The 761st "Black Panthers"


The West Tokyo Wargamers seem, at the time of writing, to be getting into 20mm WW2 gaming in a big way using Blitzkrieg Commander (and possibly Flames of War).

As a club project some of us are looking at building up representative forces from all the main theatres (and a few smaller ones as well!)   For my part, I have lots of Russians and Germans as well as some Japanese, but I have also been taking a look at doing some Americans for the ETO in 1944/45 for a potential mini-campaign.

Now, I have been into wargaming for years, yet never before have I really considered doing a US force.

This has been partly a result of being a Canadian living along the border and bombarded with media images from the US, much of which gave the impression that it was the US who single-handedly won the war. While certainly not to belittle the American achievement, this is simply not true- certainly as far as the ETO is concerned.   So I was never in any hurry to represent a US formation when there were the Commonwealth forces and other allies- not to mention the Soviets- to promote.

But the main reason has really been the lack of an organization on the US side that could really capture my imagination.  I know there were a lot of units with excellent combat records, and I know of American gamers that would choose this or that unit on the basis of having relatives who had served, but none of them seemed household names outside the Airborne divisions, the Rangers and Marines. But the Marines all served in the Pacific, and the Airborne and Rangers didn't have tanks with which to face the Germans I had.  

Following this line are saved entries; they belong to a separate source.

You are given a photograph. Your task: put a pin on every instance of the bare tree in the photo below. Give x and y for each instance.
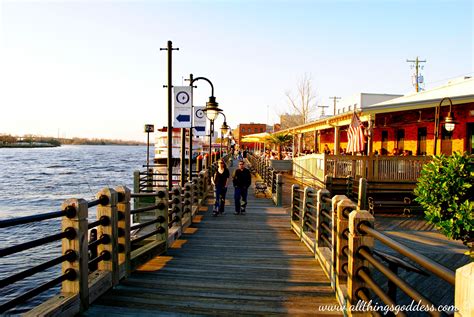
(303, 105)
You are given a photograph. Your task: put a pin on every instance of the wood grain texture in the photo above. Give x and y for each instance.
(246, 265)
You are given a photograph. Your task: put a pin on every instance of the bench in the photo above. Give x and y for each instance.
(387, 197)
(260, 187)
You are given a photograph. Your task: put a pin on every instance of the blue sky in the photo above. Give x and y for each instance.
(94, 68)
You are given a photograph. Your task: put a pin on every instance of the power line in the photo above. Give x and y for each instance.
(335, 101)
(417, 66)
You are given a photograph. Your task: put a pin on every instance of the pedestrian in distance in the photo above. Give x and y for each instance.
(220, 180)
(241, 180)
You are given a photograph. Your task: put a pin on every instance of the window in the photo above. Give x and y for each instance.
(421, 144)
(401, 140)
(470, 138)
(446, 142)
(384, 150)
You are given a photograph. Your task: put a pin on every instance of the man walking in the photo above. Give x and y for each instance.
(242, 180)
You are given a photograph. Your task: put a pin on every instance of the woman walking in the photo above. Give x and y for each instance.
(220, 180)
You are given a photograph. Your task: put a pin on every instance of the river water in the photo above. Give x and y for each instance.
(38, 180)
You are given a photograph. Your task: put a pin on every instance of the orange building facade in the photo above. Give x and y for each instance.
(405, 124)
(247, 129)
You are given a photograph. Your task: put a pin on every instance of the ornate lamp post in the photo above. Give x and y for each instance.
(449, 122)
(224, 129)
(148, 129)
(212, 110)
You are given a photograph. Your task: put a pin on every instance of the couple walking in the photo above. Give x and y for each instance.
(241, 179)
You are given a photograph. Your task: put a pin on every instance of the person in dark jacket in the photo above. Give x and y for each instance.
(241, 180)
(220, 180)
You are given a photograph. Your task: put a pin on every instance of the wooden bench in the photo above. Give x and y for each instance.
(388, 197)
(260, 187)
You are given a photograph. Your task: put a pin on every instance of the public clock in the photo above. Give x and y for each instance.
(182, 97)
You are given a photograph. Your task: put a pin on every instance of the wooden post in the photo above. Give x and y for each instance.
(109, 250)
(362, 196)
(294, 205)
(335, 201)
(320, 206)
(177, 204)
(136, 189)
(123, 230)
(306, 200)
(464, 291)
(337, 142)
(342, 225)
(357, 240)
(188, 200)
(78, 245)
(279, 190)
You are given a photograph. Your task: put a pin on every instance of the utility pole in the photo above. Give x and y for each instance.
(335, 101)
(322, 110)
(417, 66)
(170, 50)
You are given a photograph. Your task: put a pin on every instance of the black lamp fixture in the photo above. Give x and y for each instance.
(449, 121)
(224, 128)
(212, 109)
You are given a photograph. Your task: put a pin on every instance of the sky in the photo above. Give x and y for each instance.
(94, 68)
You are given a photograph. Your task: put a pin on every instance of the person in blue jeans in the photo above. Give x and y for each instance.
(220, 180)
(242, 180)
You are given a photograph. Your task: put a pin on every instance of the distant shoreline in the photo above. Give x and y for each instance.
(28, 146)
(32, 146)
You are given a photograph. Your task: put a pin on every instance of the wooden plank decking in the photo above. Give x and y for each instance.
(229, 265)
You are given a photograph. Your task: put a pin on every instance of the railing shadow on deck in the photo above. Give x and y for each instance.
(342, 237)
(92, 264)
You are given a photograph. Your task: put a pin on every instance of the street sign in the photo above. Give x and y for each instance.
(199, 121)
(149, 128)
(182, 107)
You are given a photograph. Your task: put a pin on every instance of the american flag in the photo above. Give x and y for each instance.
(355, 135)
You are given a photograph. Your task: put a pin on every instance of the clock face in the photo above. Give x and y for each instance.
(182, 97)
(199, 113)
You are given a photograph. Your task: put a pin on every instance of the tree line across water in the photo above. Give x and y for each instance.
(7, 140)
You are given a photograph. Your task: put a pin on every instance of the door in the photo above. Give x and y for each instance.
(446, 142)
(421, 144)
(470, 138)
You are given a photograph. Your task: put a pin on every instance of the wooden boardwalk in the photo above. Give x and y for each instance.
(249, 264)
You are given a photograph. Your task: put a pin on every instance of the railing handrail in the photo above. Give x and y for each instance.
(345, 248)
(113, 257)
(435, 268)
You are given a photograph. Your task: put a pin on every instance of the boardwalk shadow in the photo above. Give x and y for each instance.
(227, 265)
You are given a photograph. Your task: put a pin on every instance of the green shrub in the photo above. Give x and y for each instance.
(445, 191)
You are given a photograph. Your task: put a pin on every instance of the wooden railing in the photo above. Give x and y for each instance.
(342, 237)
(91, 264)
(373, 168)
(272, 179)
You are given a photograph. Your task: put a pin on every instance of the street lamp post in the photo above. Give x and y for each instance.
(211, 111)
(148, 128)
(224, 130)
(449, 122)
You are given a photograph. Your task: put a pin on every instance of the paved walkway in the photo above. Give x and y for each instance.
(249, 264)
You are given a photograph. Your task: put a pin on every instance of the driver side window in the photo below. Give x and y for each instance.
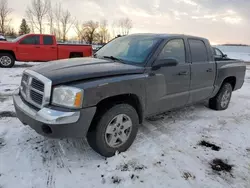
(31, 40)
(218, 52)
(174, 49)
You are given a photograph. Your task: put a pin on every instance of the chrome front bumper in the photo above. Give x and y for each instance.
(46, 115)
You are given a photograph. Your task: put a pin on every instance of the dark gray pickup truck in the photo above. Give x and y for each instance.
(107, 97)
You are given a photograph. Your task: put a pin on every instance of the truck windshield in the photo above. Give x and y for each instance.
(18, 38)
(130, 49)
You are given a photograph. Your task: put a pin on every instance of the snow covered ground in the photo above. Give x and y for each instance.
(236, 52)
(166, 152)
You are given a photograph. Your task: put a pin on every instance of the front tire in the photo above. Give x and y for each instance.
(6, 60)
(116, 130)
(222, 99)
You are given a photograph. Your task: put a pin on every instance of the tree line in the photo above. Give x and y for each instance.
(43, 16)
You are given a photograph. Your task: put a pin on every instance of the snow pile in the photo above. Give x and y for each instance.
(190, 147)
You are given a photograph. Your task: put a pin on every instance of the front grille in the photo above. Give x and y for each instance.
(36, 97)
(25, 78)
(33, 90)
(36, 84)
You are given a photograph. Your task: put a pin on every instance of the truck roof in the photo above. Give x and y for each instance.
(157, 35)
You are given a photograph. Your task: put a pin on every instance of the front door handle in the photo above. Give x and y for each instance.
(183, 73)
(209, 70)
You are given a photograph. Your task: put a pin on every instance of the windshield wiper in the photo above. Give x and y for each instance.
(114, 58)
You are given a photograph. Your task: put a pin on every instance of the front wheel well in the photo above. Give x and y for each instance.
(231, 80)
(8, 52)
(109, 102)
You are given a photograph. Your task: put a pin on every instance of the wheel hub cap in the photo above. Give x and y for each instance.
(225, 99)
(118, 130)
(5, 60)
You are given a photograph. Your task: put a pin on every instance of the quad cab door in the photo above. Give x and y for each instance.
(169, 84)
(29, 48)
(203, 70)
(49, 48)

But then while searching the Internet for something completely unrelated, I happened by chance to come across the story of the 761st Tank Battalion.

Well, I have the 54th Massachusetts in my ACW collection, so it seemed a natural to take a better look at the 761st, it being the first African-American tank regiment to fight in the war.  And on looking at it's combat record, it did pretty darn well at that.

It saw hard fighting right up to the end of the war, and ended up being one of the first units to meet up with the Soviets in Austria, who were then coming in from the opposite direction.

But that is only part of the appeal.  These were men who were fighting for the freedom of Europe under the flag of a country considered the torchbearer of liberty.  Yet paradoxically, many of them came from states which actively enforced laws officially treating African-Americans as second-class citizens; the hateful "Joe Crow" statutes.

In fact, one of the members of the 761st, the future baseball player Jackie Robinson,  was charged with defiantly breaking the law for refusing to sit at the back of a segregated bus as ordered to by the driver.

Yet despite all this, the men of the 761st went to Europe and fought hard for their country.  In doing so they contributed to the growing call for desegregation of the services and indeed, played their part in setting the scene for the whole Civil Rights movement of the post-war years.

These were men I would think that any nation would be proud of, and in reading about the 761st I have found the inspiration I needed to start building Sherman tanks!

There is quite a lot of information available in the form of books and websites, so this will be a feasible force both to research and to play on the wargames table.